When Σ is unknown, the authors consider “naïve Bayes” and other linear classifiers that replace Σ by its diagonal. The same Gaussian limit holds, and the ARE remains 1/√π (Theorem 7.1). Hence the inefficiency is intrinsic to using a linear decision rule that does not fully exploit the covariance structure.
The analysis is further extended to elliptical distributions with finite kurtosis. The limiting power expression is identical up to a multiplicative constant √2 fX(0), where fX is the marginal density at zero. For multivariate t‑distributions, this constant can exceed one, implying that in heavy‑tailed settings the accuracy‑based test can even outperform Hotelling’s test.
Beyond power, the paper derives the exact asymptotic minimax power for high‑dimensional two‑sample mean testing (Proposition 3.1) and shows that Hotelling’s T² test attains this lower bound whenever d = o(n) (Theorem 4.1). This corrects the prevailing belief that Hotelling is powerless when d grows with n.

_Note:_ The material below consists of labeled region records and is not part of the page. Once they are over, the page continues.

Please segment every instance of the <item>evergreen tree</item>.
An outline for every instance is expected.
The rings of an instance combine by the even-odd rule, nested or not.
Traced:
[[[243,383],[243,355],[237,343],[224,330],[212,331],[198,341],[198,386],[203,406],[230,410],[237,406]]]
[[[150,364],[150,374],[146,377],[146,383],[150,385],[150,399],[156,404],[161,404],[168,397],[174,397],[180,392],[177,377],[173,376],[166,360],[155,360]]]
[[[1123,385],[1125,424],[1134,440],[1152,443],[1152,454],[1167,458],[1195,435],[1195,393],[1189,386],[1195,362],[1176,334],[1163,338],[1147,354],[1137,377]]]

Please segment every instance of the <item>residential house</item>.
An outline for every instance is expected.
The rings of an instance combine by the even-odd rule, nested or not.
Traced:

Simulation studies on Gaussian, t‑distributed, and real neuroimaging data confirm the theoretical predictions. The accuracy‑based tests track the derived power curves, and the constant‑factor loss relative to Hotelling is observed empirically.

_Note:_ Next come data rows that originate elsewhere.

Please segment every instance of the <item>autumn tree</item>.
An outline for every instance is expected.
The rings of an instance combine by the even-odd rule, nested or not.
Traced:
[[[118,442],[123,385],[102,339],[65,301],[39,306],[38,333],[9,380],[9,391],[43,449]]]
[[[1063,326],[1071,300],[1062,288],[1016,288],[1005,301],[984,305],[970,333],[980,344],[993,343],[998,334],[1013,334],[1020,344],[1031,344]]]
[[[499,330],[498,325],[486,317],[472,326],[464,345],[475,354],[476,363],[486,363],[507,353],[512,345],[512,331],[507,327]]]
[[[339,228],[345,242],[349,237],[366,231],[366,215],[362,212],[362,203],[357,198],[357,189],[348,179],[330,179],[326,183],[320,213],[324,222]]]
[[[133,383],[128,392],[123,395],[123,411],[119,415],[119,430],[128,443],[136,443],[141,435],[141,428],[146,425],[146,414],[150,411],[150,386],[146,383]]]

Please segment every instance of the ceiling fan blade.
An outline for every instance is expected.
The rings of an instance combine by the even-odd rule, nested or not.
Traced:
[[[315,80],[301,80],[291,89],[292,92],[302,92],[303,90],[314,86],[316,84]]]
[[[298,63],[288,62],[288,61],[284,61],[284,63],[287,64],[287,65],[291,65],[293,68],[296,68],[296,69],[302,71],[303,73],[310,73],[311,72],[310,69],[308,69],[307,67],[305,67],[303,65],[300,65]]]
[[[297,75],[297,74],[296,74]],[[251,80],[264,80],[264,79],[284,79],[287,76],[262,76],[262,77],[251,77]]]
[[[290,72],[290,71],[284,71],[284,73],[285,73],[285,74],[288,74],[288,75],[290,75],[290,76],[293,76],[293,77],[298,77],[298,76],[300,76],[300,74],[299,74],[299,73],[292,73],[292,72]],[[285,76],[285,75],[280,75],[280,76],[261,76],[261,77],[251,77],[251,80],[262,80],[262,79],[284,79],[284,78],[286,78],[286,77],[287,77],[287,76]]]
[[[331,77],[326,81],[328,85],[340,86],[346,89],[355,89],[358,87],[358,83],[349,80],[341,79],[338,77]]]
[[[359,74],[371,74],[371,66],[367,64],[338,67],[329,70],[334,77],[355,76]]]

Practical take‑aways are nuanced. If the data are scarce or the alternative hypothesis is hard to formalize, a flexible classifier (e.g., deep neural network, random forest) combined with an accuracy‑based test offers a reasonable, theoretically justified approach. Conversely, when abundant, well‑structured data are available and a tailored test statistic can be constructed, classical Hotelling‑type or graph‑based tests provide higher power.
In summary, the paper bridges machine‑learning practice and classical hypothesis testing, proving that classification accuracy can serve as a valid test statistic in high dimensions, quantifying its power loss, and offering guidance on when this approach is appropriate.